Educators: Ag land rent rates correlate with crop prices
MARSHALL — While farmers struggle with dropping commodity prices, they are also facing agriculture land rent rates that are not coming down as quite as quickly.
Southern Minnesota agriculture experts agree that many factors affect the rental rates of land, such as property taxes, input costs, yields, prices and gross income. However, there seems to be a relatively close tie to corn and soybean prices and southern Minnesota farm land rental rates.
Paul Lanoue, dean of agriculture and business at Minnesota West Community and Technical College, Marshall, is one of those experts.
“In recent years, there has been a major change in land ownership with a transition to the next generation who view the land and rent obtained for it more as an investment opportunity along with a belief that the renter got a good deal in 2010-2012,” he said. “The current reality is that with crop prices drastically reduced from prior levels, profitability is near non-existent for many farms.
“In 2010-2012 were some of the most profitable times for farmers,” Lanoue said. “Many of them were able to upgrade equipment or make additional purchases during this time.
“In the world of agriculture, we appreciate history and yet understand the realities of the current market,” Lanoue said. “Historically land rent has been strongly correlated with commodity prices.”
Lanoue’s reasoning is that many of the land owners had a prior connection to farming and understood the swings in commodity prices upon the dollars available for rent.
Lanoue’s comments came on the heels of a paper published by Regional Extension Educator David Bau of the University of Minnesota Extension Service based in Worthington.
Bau said that when comparing corn and soybean cash prices with average southern Minnesota farmland rental rate he could see the correlation between the two.

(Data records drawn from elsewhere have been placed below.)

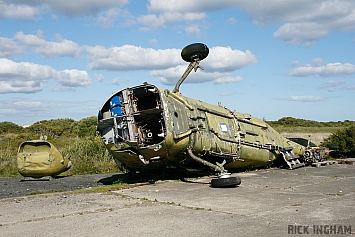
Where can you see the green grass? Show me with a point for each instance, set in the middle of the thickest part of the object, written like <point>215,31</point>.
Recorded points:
<point>88,155</point>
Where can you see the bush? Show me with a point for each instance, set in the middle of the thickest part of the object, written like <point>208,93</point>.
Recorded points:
<point>343,141</point>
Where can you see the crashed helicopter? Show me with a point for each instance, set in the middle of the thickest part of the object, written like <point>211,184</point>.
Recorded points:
<point>147,128</point>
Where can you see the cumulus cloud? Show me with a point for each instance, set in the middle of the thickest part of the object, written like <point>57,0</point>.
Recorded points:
<point>130,57</point>
<point>318,67</point>
<point>19,10</point>
<point>107,18</point>
<point>304,98</point>
<point>9,48</point>
<point>25,77</point>
<point>167,64</point>
<point>60,48</point>
<point>227,79</point>
<point>27,10</point>
<point>331,85</point>
<point>301,21</point>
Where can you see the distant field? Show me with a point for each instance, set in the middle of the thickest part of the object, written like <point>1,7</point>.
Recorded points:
<point>316,138</point>
<point>315,134</point>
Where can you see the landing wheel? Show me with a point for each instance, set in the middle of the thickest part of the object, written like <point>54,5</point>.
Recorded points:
<point>194,51</point>
<point>226,182</point>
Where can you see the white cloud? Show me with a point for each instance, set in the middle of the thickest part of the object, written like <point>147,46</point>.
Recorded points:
<point>72,78</point>
<point>318,67</point>
<point>167,64</point>
<point>331,85</point>
<point>99,77</point>
<point>228,59</point>
<point>222,80</point>
<point>302,21</point>
<point>9,48</point>
<point>107,18</point>
<point>25,77</point>
<point>20,11</point>
<point>130,57</point>
<point>60,48</point>
<point>304,98</point>
<point>193,30</point>
<point>27,10</point>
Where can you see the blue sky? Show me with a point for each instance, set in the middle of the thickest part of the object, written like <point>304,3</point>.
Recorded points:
<point>270,58</point>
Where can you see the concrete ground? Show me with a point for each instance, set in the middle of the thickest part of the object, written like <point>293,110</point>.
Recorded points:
<point>308,201</point>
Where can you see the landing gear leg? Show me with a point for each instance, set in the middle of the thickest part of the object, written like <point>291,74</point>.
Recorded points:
<point>224,179</point>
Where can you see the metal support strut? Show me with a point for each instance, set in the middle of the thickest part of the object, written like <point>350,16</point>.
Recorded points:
<point>193,65</point>
<point>218,167</point>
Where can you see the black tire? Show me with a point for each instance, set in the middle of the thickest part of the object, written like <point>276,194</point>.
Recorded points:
<point>193,51</point>
<point>226,182</point>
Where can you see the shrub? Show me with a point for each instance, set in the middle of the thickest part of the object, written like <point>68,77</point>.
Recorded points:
<point>343,141</point>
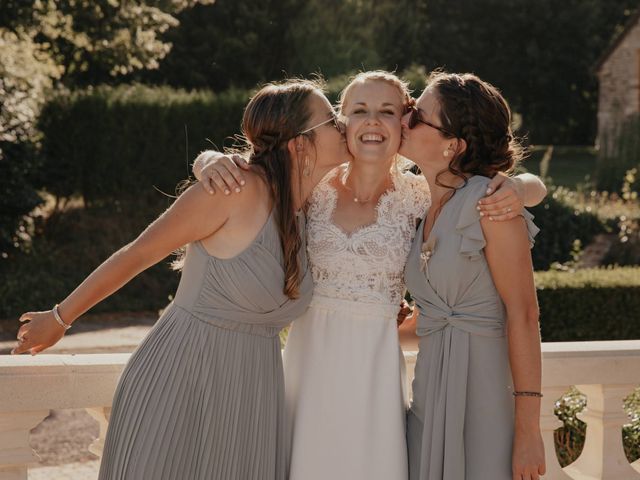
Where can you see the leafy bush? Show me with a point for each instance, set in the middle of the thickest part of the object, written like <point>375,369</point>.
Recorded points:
<point>117,143</point>
<point>68,246</point>
<point>589,304</point>
<point>619,152</point>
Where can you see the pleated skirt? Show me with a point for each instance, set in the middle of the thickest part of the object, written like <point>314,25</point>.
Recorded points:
<point>198,402</point>
<point>461,421</point>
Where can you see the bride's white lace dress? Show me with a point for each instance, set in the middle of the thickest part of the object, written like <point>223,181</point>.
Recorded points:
<point>344,370</point>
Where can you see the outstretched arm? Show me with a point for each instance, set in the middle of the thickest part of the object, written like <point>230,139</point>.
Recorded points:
<point>194,215</point>
<point>216,170</point>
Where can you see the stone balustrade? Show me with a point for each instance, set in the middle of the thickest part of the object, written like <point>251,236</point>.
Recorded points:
<point>606,372</point>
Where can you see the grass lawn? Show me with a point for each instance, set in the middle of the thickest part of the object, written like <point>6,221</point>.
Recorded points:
<point>569,165</point>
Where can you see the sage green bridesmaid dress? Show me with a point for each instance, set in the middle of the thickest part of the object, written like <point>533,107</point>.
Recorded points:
<point>460,424</point>
<point>202,398</point>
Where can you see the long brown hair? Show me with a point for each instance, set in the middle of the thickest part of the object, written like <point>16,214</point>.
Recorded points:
<point>276,114</point>
<point>475,111</point>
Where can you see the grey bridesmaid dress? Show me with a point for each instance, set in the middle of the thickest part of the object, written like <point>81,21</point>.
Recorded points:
<point>460,424</point>
<point>203,395</point>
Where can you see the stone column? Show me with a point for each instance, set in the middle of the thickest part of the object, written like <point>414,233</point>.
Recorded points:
<point>16,455</point>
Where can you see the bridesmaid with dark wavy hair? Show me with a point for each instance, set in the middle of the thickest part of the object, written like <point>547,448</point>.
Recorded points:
<point>475,412</point>
<point>202,398</point>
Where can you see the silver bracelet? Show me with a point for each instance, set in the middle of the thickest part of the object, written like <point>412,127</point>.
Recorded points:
<point>56,314</point>
<point>527,394</point>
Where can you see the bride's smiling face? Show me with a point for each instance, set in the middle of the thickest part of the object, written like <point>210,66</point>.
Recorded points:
<point>372,111</point>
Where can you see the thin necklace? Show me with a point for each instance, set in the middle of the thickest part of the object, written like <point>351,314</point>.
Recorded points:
<point>345,177</point>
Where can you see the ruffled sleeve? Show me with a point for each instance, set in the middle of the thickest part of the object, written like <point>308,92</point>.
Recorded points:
<point>468,227</point>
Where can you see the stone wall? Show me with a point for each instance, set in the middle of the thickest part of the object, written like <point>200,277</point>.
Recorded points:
<point>619,78</point>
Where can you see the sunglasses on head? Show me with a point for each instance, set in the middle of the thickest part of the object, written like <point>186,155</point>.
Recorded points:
<point>415,117</point>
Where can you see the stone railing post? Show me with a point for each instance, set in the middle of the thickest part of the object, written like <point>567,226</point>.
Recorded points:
<point>16,455</point>
<point>549,423</point>
<point>603,454</point>
<point>101,414</point>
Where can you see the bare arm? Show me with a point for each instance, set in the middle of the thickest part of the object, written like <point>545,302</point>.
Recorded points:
<point>507,196</point>
<point>194,215</point>
<point>509,260</point>
<point>533,187</point>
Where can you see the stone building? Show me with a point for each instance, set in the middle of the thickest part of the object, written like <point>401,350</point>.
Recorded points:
<point>618,72</point>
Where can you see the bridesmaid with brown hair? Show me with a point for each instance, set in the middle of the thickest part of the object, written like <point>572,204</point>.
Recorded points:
<point>475,412</point>
<point>202,397</point>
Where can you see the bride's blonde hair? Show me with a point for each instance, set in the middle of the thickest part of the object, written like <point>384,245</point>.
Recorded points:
<point>389,78</point>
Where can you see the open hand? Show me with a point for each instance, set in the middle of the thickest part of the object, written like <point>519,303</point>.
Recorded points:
<point>39,332</point>
<point>223,172</point>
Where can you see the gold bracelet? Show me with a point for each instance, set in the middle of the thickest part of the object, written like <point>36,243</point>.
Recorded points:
<point>527,394</point>
<point>56,314</point>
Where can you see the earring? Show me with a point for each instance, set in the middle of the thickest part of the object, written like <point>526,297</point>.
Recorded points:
<point>306,171</point>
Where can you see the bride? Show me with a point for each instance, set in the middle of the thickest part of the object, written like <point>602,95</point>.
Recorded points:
<point>344,381</point>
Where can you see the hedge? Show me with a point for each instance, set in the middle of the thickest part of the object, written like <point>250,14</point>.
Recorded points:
<point>117,143</point>
<point>590,304</point>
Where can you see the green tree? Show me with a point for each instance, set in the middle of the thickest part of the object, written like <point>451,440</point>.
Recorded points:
<point>72,42</point>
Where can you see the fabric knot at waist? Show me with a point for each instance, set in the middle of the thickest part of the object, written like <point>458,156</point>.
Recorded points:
<point>434,318</point>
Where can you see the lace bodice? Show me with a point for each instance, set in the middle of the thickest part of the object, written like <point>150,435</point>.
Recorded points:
<point>366,265</point>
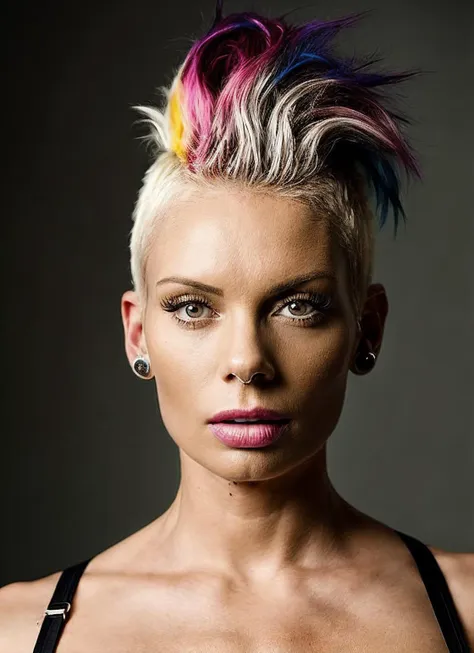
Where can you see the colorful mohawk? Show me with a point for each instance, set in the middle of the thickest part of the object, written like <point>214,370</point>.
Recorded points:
<point>269,104</point>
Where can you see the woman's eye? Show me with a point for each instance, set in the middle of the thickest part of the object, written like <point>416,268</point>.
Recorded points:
<point>300,311</point>
<point>305,311</point>
<point>191,310</point>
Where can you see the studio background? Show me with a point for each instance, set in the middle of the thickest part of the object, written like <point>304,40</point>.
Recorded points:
<point>85,458</point>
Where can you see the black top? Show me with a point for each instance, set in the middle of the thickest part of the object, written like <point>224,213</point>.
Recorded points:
<point>430,572</point>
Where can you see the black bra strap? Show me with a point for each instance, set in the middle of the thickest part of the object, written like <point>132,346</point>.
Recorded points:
<point>439,595</point>
<point>58,608</point>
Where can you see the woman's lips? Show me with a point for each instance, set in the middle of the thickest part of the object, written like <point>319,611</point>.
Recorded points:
<point>249,436</point>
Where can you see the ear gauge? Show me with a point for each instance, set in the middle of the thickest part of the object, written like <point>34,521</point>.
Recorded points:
<point>364,360</point>
<point>141,367</point>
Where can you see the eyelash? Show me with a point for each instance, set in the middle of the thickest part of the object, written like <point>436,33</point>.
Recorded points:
<point>321,301</point>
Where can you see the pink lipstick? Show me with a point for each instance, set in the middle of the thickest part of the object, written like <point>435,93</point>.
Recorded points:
<point>249,436</point>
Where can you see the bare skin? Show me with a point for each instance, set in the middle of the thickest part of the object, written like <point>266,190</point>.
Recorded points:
<point>258,553</point>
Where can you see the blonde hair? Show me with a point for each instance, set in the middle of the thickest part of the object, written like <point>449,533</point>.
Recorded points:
<point>267,106</point>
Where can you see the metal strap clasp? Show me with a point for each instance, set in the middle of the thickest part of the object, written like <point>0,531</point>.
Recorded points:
<point>59,608</point>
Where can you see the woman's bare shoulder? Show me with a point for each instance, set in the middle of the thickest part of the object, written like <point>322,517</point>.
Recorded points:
<point>22,606</point>
<point>458,569</point>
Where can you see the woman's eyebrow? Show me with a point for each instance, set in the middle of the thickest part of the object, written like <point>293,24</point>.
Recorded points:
<point>279,288</point>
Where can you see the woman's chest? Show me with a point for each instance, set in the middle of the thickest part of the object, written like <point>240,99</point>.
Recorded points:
<point>204,627</point>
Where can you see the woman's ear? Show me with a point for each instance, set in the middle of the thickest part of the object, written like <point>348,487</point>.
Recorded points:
<point>132,325</point>
<point>372,323</point>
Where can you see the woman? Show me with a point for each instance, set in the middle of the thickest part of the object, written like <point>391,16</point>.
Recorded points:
<point>251,256</point>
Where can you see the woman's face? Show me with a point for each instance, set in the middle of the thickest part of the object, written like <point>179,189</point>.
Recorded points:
<point>301,339</point>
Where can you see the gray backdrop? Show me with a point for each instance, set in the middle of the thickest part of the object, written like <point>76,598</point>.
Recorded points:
<point>85,458</point>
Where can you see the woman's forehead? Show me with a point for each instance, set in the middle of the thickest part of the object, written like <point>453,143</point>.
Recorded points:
<point>238,238</point>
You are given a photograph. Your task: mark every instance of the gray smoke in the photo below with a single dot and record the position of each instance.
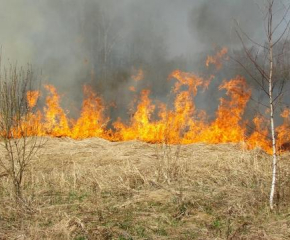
(102, 42)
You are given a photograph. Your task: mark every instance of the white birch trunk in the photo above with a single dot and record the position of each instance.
(273, 136)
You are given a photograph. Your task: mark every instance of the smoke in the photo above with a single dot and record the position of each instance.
(215, 22)
(103, 42)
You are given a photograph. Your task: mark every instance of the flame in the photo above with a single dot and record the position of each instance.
(92, 121)
(156, 122)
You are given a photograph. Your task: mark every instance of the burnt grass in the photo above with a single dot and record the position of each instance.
(95, 189)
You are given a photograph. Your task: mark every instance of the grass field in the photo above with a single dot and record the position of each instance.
(95, 189)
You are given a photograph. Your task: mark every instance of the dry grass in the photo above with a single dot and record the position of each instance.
(95, 189)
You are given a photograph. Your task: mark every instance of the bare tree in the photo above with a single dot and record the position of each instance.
(17, 133)
(265, 58)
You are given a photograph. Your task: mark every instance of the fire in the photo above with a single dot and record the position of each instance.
(92, 121)
(178, 123)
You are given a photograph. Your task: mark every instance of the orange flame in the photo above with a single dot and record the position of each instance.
(181, 123)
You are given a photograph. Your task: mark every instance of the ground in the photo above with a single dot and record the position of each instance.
(96, 189)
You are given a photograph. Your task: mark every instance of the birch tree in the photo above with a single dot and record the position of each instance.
(265, 58)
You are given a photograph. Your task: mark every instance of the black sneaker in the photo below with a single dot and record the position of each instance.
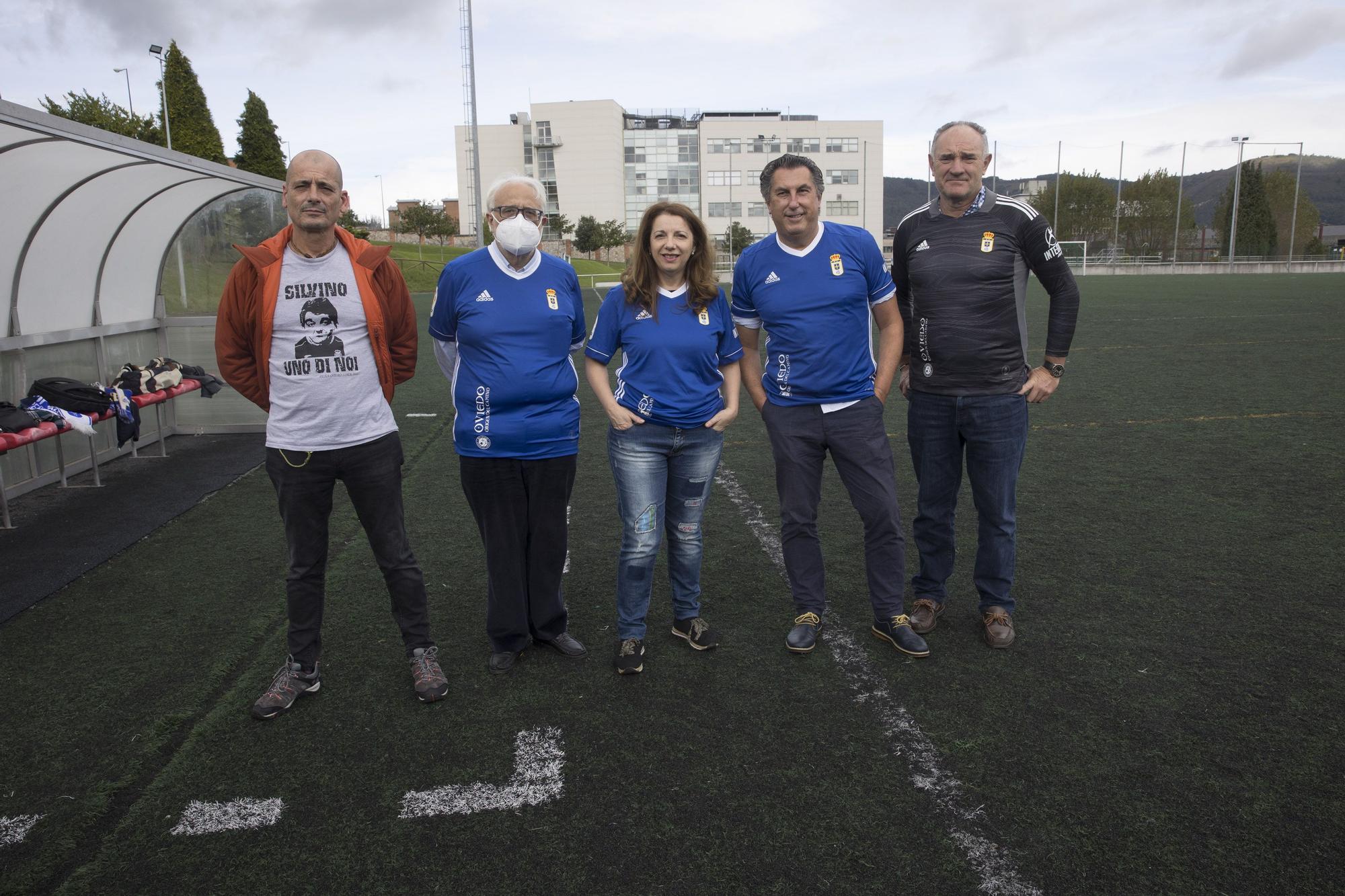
(430, 680)
(630, 657)
(804, 637)
(898, 633)
(290, 684)
(697, 633)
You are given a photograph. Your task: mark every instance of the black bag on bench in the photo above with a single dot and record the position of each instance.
(15, 419)
(72, 395)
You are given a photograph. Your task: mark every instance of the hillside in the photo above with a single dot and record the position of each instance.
(1324, 184)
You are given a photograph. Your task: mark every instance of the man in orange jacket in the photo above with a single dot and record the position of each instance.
(329, 413)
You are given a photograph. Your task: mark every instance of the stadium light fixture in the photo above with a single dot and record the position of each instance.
(130, 106)
(155, 50)
(1238, 185)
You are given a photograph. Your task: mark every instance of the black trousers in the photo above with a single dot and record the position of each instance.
(373, 477)
(520, 509)
(801, 438)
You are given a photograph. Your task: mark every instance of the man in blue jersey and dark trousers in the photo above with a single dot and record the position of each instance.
(961, 268)
(505, 322)
(813, 290)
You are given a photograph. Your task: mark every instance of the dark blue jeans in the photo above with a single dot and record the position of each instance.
(373, 477)
(664, 478)
(992, 432)
(801, 438)
(521, 512)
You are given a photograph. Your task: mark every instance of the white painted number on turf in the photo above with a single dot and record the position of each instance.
(240, 814)
(14, 829)
(537, 779)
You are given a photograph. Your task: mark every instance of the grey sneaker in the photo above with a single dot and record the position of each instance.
(630, 657)
(697, 633)
(431, 682)
(290, 684)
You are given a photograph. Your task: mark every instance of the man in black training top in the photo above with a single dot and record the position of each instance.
(961, 268)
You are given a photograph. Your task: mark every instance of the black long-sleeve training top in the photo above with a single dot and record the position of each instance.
(962, 287)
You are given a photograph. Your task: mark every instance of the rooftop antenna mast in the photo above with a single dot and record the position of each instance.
(474, 170)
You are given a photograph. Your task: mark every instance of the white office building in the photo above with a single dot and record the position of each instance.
(598, 159)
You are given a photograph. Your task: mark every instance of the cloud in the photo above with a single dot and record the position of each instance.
(1291, 40)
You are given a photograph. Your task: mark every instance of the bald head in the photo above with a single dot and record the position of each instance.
(311, 161)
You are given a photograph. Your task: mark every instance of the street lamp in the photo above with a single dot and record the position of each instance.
(155, 50)
(130, 106)
(1238, 185)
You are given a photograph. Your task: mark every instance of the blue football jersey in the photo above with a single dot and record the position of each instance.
(514, 384)
(814, 306)
(670, 370)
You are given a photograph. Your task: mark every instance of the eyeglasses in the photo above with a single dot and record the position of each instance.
(505, 213)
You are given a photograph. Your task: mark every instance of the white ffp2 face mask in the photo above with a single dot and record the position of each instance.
(518, 236)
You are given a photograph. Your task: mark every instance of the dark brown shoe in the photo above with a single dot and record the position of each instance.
(925, 615)
(999, 627)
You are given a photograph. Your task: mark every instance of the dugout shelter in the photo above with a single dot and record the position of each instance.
(115, 251)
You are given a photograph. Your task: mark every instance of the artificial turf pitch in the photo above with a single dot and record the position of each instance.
(1168, 721)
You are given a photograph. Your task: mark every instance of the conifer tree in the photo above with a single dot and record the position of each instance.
(259, 146)
(190, 124)
(1256, 222)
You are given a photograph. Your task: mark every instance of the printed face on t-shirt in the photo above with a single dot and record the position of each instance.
(319, 319)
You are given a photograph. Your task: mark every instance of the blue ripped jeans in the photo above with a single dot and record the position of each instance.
(664, 478)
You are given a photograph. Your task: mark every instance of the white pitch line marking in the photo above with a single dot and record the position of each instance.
(240, 814)
(539, 763)
(992, 862)
(15, 827)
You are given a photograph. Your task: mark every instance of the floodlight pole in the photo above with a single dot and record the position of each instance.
(930, 175)
(1293, 225)
(155, 50)
(1238, 186)
(130, 104)
(1182, 179)
(1116, 235)
(1055, 220)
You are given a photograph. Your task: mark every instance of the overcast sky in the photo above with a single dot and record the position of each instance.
(380, 85)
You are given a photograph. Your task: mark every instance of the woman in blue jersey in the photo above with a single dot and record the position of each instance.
(505, 322)
(677, 389)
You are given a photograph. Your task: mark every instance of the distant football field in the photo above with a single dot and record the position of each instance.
(1169, 720)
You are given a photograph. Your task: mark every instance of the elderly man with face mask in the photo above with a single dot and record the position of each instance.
(961, 268)
(505, 322)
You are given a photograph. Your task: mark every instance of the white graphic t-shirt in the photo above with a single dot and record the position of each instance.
(325, 388)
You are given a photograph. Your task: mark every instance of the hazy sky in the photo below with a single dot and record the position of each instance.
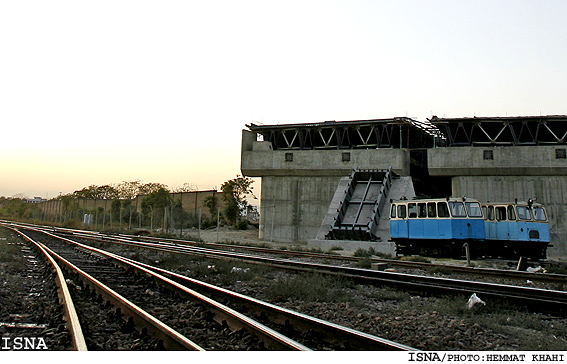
(102, 92)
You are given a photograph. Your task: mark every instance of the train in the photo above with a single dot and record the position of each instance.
(449, 227)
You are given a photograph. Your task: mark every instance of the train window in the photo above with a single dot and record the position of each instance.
(421, 210)
(473, 208)
(500, 213)
(402, 211)
(523, 213)
(457, 209)
(511, 213)
(442, 209)
(431, 209)
(539, 214)
(412, 210)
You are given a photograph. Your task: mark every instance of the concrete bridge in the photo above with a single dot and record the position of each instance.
(490, 159)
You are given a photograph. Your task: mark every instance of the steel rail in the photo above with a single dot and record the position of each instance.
(234, 319)
(356, 340)
(71, 317)
(171, 338)
(543, 300)
(540, 277)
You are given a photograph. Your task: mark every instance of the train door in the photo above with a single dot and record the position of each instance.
(444, 221)
(523, 224)
(399, 221)
(513, 231)
(415, 223)
(490, 224)
(502, 225)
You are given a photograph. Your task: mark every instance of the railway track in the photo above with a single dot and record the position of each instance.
(49, 319)
(484, 272)
(125, 280)
(539, 300)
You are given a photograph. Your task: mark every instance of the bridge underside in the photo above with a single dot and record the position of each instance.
(499, 158)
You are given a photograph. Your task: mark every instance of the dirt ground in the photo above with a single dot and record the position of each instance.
(227, 235)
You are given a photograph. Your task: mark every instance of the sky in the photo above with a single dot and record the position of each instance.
(100, 92)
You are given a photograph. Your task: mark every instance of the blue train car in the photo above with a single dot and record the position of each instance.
(436, 226)
(516, 229)
(442, 227)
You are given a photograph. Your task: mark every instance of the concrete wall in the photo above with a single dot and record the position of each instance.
(298, 188)
(294, 206)
(507, 161)
(514, 172)
(259, 160)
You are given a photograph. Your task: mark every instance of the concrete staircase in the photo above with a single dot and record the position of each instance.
(358, 215)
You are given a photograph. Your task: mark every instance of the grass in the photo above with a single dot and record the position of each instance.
(309, 287)
(415, 258)
(534, 331)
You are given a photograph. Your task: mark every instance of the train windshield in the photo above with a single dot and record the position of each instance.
(539, 214)
(474, 210)
(523, 213)
(457, 209)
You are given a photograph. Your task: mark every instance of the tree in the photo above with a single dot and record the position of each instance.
(211, 202)
(97, 192)
(187, 187)
(235, 192)
(156, 200)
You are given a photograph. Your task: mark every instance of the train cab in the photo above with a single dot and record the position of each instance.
(445, 223)
(519, 227)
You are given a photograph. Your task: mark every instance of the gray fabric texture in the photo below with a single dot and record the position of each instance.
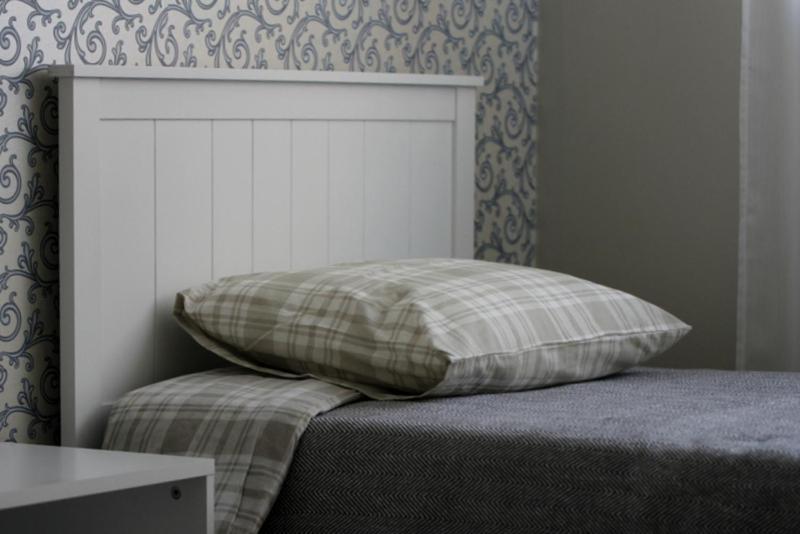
(648, 450)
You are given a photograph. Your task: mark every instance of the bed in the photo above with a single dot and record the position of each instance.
(172, 177)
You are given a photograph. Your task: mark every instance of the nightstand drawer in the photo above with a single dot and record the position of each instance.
(175, 507)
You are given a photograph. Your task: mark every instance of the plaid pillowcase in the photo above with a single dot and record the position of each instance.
(426, 326)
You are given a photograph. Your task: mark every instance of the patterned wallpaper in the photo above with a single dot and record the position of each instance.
(493, 38)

A chart he prepared displayed cash corn and soybean prices, the average corn and soybean price change and the southern Minnesota average rent rate for calendar years 2000-2017. It also showed actual rents multiplied by price change and previous year rent multiplied by the percentage of change in grain price in dollars and cents.
In years 2011-2013, corn prices reached as high as $6.82, while the following years it was back in the $3.85-$3.13 range.
Soybean prices were high in 2008-2014 with only 2009 dipping below $10 per bushel at $9.89 and peaking at $13.99 in 2013. Soybean prices have also been dropping since then, showing a low of $9.02 last year.
Bau’s chart shows how he determined the 2017 rental rate by multiplying the average rent in 2000 by the corn and soybean price change to determine the rental rate for 2001, and working forward through 2017.
“There are two question marks in the southern Minnesota average rent for 2017 cell because the average rent will not be available until March of this year,” Bau said.
Bau’s chart also indicates that the highest average corn and soybean price changes occurred in years 2007, 2008 and 2011, at 50.78 percent, 47.27 percent and 48.06 percent, respectively. These rates showed results of actual rents jumping from $173.14 to $184.73 before dropping to $113.16 in 2009, but increased to $170.10 in 2010 and $249.12 in 2011 before dropping again to $199.12 in 2013. It stayed below $200 until 2016 and 2017 when it was about $223 each year with negative average price changes.
There were increases during those years from each previous year’s rent multiplied by the percent in change in grain prices, with the highest change of $341.79 in 2012.
The southern Minnesota average rent, actual rents multiplied by price change and previous year rent multiplied by percent of change in grain price vary significantly, Bau said. If the change in corn and soybean prices was the main factor determining southern Minnesota farmland rental rate, you would expect the actual rental rates to be similar to those in Actual Rents Multiplied by Price Change column, he said.
Bau explained the calculations in each column to illustrate that there is a significant difference between the actual and the reactive rates. The reactive rate is closer to what was called “the coffee shop rates,” Bau said.
“Rent had been on a steady increasing trend of less than $10 per from 2000 through 2005 then started increasing more rapidly from 2006 through 2010,” Bau said. “And then increased only slightly in 2011 due to lower prices in 2009 and 2010, with $6 plus corn and $12 plus soybean prices, rents took off in 2012 and 2013 before beginning to decline in 2014 as corn and soybean prices moved lower.”
But why is the rent still high?
“Rent was slow to come up and is slow to come down. Farmers do not want to give up an opportunity to farm in the future by letting their higher priced land go,” Lanoue said.
Much of the profits realized in the 2010-2012 have been diminished as cost of production stays well below the average cash prices, Lanoue said. There are still some farmers out there who are willing to pay a high price for the land in anticipation of higher commodity prices or by utilizing the economy of scale but this number is decreasing as agricultural lenders are keeping a watchful eye on cash flow for upcoming years, he said.
“It is a good idea for all farmers to take a look at their cost of production for each of their fields and work on ways to improve their efficiency to ensure long term viability,” Lanoue said.